What It Felt Like to Finally Be Seen as 'Disabled' After Years of Trying to Get Disability
Over the past month or so, I have gone through some major changes. Although they aren’t physical, they affect not only how I see myself, but how other people see me. In a way, these changes shouldn’t have come as a surprise. I fought for over two years to get disability, trying everything I could.
Then finally, I was “awarded” the title of disabled.
This was a word I spent my whole life fighting against. I told myself that I was just like everyone else, and I could do all the things my peers could do. Unless it was running a mile, climbing more than a flight of stairs, and have a period without bleeding out within 90 minutes, meaning I went home early at least once a month.
Looking back, it’s apparent more was wrong. When puberty hit, and hit hard, my body started to change — more than growing hair and developing a large chest. I would later be told what it was: KT. These two simple letters changed my world. Klippel-Trenaunay syndrome (KTS) is a vascular abnormality causing one side of the body to bigger than the other. In most cases, it only affects the lower limb. Since I am rare, even in the rare community, I’m affected from head to toe. My left size is currently an 18 and the right is around a size 5. It also affects the length of my bones. When I was 12, my growth plate in my left knee was scraped off, making P.E out of the question. I ended up being the girl on the field watching everyone else play.
My friends were amazing though; they had my back and never treated me with kid gloves. I graduated, went to college, but I always felt stalled — like my dreams and interests didn’t line up with what my body could handle. What was I going to do with an art history degree, when I wasn’t able to walk around a gallery or museum? My dream job was to be an archeologist in Egypt, but overheating at the drop of a hat ended that dream.
A girl needs to pay her bills, so I went to work as a caregiver. Between the arthritis in my back and a habit of vomiting at work, I needed to look elsewhere. I also applied for disability for the first time. Going through the motions, my case was denied.
Knowing I have a heart for helping people, I decided to try going to school for dental assisting. A nice cold office would be great for my heat temperament, but apparently not under a lab coat. I passed out on more than one occasion. Since I have been dealing with the fainting for years, I knew the signs well enough to cover my symptoms. During this time, I also applied for disability again. I was denied again under the argument that if I could handle school, I should be able to work.
So work I did. I worked until my back felt like it was breaking, sweating so much that my carefully applied makeup melted off. A pattern was emerging, no matter how well I did in the interview or try outs, I could not find work. That’s when I decided to try for disability, but with help. I found a law firm in Santa Monica, went in and pled my case. I was told how long it would take to get a hearing, years. I agreed, and pieces started falling into place.
I was sent to doctors who did tests, diagnosing and documenting my injuries. I continued to do my best at any employment I was given. I drove over 75 miles for interviews only to be told how great I was and never being asked for a second interview.
I knew my case was legitimate; I wasn’t someone looking for a handout. I wanted to work, so I tried to find jobs that could work around my disabilities.
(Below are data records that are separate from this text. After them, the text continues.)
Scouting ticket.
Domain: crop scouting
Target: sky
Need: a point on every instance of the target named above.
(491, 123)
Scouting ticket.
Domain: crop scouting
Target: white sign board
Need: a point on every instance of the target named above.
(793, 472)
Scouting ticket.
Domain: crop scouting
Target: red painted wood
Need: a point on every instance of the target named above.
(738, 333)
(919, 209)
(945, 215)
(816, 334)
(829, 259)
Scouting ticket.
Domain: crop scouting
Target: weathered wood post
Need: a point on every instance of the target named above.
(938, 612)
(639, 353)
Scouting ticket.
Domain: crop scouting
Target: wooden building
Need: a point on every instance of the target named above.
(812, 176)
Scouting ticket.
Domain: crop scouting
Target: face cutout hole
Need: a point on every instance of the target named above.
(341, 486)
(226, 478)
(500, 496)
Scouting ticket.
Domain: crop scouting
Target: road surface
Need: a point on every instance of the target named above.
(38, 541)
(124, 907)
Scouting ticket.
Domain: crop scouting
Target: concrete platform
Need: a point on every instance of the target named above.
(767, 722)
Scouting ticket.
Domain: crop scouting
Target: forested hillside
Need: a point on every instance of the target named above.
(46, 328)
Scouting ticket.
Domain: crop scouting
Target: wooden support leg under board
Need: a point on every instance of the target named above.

When I finally received the letter telling me I would have a hearing and meet with an actual person, I was so relieved.
Now that I officially have the title of “disabled,” its shocking to see how you are looked at by most of society. I recently went through an airport in a wheelchair, and boy, did I get some looks, even when asking about pre-boarding. When going to some of the stores, I noticed I was the one fighting the wheelchair, telling my friends that I could walk.
I realized after that trip that I am a disabled person, and there is nothing wrong with it.
If you are upset that I get to park closer, I apologize, but I think I have passed out in enough stores to know how many steps I can walk before I need a break.
Some people think being disabled means I sit at home, lying on my couch eating bonbons waiting for a check I didn’t “earn.”
Well believe me, if I had the choice between chronic pain, depression and everything else, or being healthy enough to go to work five days a week, I would much rather work.
I don’t want you to feel sorry for me, I just want people to understand this is the path God put before me, and all I can do is walk by faith.